Earlier this year a Pakistani hacker group attacked Israeli websites over the Gaza strikes. They changed Israeli DNS settings and pointed major Israeli websites to a defaced website – that was hosted in Texas!

The hacker group set up a server with a legitimate American server hosting company. When they made the DNS change, anyone who surfed to Israel’s Microsoft site or big name social media sites would end up at the server in Texas.

Of course, as soon as the US web hosting company was notified of what was going on, they moved to have the correct DNS settings restored and took down the hosted webpage. Oddly enough, for a short period of time though before it was complete taken down, the hosted website displayed a new message – “Pakistanis Suck!”

Another problem with hacktivism type attacks is that they seem to pull in other groups who respond in kind. So you may have one or two perform web defacements or SQL attacks, then in reprisal two or three other groups attack back in revenge. Which of course spurs more groups into the fray to respond with their own attacks.

Granted these are more nuisance types of attacks, but as Russia’s military is rumored to use the RBN to perform attacks, China or other nations could do the same. And they could be armed with more potent programs like Stuxnet, instead of those that just perform denial of service attacks.

A lot of cyber attacks and cyber espionage attempts do seem to originate from China. By far, China has the most internet users in the world. They have 10 times the users that the UK has and twice as many as the US. The scary part is that the US already has almost 80% of their population online. so far, China is only 40% connected…
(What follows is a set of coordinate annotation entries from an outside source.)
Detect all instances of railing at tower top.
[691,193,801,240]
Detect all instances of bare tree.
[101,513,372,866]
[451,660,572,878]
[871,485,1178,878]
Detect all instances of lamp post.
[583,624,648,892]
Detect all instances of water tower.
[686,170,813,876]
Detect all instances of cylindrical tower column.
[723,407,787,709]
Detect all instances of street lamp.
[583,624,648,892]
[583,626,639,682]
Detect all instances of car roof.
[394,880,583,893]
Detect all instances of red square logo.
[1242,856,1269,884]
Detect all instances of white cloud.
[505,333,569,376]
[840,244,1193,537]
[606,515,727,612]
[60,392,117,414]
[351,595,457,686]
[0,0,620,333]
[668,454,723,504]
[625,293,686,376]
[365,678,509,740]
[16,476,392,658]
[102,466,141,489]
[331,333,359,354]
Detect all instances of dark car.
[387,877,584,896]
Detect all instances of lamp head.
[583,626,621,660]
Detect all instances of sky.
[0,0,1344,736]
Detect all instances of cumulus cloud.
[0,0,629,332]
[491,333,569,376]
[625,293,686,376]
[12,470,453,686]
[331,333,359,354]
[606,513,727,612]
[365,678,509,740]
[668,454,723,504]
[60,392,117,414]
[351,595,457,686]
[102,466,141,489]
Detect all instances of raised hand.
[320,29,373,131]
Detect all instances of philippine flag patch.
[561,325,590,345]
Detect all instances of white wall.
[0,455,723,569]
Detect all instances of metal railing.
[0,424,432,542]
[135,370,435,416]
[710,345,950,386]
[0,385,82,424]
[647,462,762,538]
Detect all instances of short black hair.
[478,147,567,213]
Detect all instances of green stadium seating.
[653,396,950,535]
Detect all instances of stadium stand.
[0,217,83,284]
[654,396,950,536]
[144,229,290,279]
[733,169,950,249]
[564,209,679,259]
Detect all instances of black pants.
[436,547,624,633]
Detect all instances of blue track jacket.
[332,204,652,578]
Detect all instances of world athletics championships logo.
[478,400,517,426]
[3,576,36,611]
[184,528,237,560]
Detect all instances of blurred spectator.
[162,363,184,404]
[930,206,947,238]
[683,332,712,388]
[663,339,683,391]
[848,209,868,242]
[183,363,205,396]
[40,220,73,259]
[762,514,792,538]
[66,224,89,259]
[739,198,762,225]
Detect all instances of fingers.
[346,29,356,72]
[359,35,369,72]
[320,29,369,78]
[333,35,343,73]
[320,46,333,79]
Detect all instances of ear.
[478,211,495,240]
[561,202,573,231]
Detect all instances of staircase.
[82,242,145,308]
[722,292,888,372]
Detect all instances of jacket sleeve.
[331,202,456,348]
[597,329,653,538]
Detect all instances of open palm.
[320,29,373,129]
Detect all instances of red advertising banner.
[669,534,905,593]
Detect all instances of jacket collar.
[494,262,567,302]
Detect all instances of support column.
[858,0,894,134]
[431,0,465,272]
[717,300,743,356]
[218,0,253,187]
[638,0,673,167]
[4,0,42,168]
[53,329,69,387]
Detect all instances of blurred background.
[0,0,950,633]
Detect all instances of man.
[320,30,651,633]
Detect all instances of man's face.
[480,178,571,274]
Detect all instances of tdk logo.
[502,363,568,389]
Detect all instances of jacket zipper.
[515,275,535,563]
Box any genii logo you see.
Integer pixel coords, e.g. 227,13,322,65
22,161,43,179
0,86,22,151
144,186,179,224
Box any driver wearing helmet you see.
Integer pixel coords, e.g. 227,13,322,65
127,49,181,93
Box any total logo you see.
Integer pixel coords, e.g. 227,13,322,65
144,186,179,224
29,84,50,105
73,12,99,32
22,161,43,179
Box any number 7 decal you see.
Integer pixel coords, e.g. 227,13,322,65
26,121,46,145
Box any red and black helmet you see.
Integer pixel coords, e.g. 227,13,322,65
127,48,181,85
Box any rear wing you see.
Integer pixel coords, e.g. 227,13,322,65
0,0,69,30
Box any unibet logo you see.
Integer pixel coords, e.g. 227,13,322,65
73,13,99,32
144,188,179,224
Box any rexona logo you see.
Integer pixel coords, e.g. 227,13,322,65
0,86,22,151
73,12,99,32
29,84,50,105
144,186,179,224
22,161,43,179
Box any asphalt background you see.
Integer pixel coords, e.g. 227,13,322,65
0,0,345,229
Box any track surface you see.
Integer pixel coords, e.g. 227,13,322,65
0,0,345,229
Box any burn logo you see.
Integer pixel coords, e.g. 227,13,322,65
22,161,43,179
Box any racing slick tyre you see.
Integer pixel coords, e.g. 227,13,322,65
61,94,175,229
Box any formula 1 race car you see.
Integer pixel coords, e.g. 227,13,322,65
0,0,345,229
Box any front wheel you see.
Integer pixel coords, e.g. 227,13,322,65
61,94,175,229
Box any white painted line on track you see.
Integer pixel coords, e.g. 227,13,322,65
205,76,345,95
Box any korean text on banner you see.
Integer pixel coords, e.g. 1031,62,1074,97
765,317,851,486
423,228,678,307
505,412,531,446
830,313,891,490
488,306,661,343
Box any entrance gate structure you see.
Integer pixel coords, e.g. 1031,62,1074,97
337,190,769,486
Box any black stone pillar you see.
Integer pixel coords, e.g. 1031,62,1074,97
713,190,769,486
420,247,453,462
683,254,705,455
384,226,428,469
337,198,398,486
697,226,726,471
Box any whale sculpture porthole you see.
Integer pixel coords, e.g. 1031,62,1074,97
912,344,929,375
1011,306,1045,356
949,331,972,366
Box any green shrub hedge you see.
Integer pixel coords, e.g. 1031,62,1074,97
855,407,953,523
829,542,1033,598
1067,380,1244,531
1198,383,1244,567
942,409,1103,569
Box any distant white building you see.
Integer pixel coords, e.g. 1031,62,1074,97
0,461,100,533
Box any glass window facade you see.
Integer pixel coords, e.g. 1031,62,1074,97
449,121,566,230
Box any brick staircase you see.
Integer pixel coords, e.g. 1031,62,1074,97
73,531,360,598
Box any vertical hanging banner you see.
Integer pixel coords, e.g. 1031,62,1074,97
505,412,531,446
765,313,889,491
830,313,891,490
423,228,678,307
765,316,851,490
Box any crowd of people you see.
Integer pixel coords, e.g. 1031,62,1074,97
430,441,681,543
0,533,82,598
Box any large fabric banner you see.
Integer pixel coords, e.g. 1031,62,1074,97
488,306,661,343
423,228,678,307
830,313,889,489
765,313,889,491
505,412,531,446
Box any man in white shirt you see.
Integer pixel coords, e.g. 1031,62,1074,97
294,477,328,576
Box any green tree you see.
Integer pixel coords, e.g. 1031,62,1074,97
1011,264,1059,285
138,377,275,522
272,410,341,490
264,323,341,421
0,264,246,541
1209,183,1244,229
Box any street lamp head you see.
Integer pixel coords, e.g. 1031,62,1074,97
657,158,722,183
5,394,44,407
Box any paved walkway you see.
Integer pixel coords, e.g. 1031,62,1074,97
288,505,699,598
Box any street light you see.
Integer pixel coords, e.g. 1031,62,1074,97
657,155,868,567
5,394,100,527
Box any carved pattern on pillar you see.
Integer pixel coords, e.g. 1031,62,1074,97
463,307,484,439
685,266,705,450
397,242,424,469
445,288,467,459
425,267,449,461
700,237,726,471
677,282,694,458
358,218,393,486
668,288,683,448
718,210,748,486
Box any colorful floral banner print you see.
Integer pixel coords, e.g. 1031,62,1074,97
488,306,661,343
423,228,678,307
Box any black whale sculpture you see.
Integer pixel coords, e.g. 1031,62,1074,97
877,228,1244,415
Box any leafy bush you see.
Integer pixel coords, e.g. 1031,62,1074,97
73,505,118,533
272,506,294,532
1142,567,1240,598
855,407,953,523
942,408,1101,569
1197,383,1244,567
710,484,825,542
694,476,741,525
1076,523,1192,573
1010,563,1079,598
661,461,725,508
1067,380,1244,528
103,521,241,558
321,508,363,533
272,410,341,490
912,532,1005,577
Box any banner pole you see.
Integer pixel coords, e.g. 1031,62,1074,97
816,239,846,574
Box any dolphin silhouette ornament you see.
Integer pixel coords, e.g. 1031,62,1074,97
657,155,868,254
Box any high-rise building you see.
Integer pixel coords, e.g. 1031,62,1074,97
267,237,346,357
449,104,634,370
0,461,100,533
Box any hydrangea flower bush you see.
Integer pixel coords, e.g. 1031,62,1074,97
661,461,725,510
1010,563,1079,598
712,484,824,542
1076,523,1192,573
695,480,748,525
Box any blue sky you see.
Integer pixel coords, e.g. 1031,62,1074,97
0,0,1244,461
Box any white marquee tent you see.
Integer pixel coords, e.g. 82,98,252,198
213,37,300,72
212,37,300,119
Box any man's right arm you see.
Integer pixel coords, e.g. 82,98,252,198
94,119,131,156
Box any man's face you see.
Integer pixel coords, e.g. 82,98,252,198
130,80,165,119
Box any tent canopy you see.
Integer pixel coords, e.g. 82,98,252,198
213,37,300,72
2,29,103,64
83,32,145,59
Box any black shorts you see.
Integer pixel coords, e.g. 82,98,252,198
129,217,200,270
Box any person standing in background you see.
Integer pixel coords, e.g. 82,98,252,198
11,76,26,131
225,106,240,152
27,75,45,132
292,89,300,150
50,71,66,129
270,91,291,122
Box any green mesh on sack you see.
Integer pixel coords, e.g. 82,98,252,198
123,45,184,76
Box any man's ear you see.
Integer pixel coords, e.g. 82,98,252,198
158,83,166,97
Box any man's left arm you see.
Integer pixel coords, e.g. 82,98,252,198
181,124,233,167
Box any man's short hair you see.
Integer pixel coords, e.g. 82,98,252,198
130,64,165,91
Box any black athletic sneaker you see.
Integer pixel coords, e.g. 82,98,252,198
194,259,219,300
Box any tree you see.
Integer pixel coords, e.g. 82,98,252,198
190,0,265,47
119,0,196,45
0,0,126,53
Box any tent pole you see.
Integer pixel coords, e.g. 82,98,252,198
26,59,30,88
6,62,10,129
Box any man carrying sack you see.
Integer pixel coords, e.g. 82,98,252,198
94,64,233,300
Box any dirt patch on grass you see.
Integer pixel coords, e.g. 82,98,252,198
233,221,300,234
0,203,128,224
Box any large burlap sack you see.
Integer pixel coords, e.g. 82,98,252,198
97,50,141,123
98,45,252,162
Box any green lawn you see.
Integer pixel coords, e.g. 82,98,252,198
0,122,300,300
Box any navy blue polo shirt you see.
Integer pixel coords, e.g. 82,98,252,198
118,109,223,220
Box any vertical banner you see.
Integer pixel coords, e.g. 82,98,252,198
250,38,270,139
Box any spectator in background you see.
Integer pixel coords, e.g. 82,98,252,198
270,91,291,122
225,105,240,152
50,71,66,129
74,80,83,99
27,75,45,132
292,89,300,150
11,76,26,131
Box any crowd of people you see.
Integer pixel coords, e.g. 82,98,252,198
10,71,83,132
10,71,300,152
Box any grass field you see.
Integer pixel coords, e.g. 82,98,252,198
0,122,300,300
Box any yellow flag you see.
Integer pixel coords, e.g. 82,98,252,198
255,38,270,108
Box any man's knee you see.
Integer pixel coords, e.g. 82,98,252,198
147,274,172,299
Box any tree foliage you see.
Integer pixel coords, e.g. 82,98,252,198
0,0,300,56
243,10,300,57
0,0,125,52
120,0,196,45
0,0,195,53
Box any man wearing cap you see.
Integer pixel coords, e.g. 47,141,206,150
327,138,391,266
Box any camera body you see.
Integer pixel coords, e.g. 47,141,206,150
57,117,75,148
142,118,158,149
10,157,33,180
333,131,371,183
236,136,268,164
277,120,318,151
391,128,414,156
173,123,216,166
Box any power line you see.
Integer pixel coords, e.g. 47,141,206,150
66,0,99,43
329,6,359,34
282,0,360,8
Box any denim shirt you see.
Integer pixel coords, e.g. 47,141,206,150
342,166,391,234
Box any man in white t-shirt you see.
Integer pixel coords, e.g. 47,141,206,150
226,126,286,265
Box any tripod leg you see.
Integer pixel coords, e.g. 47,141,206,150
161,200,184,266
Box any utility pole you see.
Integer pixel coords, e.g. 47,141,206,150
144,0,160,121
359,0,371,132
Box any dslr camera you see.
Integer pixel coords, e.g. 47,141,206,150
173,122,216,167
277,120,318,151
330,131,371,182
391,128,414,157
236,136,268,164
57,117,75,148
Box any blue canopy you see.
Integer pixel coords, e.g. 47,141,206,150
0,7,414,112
At this point they could probably put up 5-10 very talented hackers for every one of ours. Maybe 100 or even 1000 to one for those just running script based attacks or using hacker programs.

Do we really want to get into a tit-for-tat battle with them?

Something must be done, and now. Any attacks against foreign nations would have to be covert. Chances our that allied forces already have a good hold on foreign networks and communication systems.

The US cyber command was formed from initial work by the NSA. According to Richard Clarke’s book “Cyber War: the next Threat to National Security” the NSA has already compromised many foreign networks:

“Although not authorized to alter data or engage in disruption and damage, NSA thoroughly infiltrated the Internet infrastructure outside the U.S. to spy on foreign entities.”

But the NSA did not have legal authority to actually attack in times of war. US military forces were folded in with the NSA to give it the legal authorization needed to attack foreign cyber space. Thus creating Cyber Command.

The US is allegedly the top in offensive cyber power, but obviously is far lacking in defense. The UK suffers from the same weakness. This past summer, Jonathan Evans, the head of MI5 claimed that one attack alone caused a London based company about $1.3 Billion.

The question is then, how do we perform critical pre-emptive offensive strikes without being crippled ourselves by a counter attack?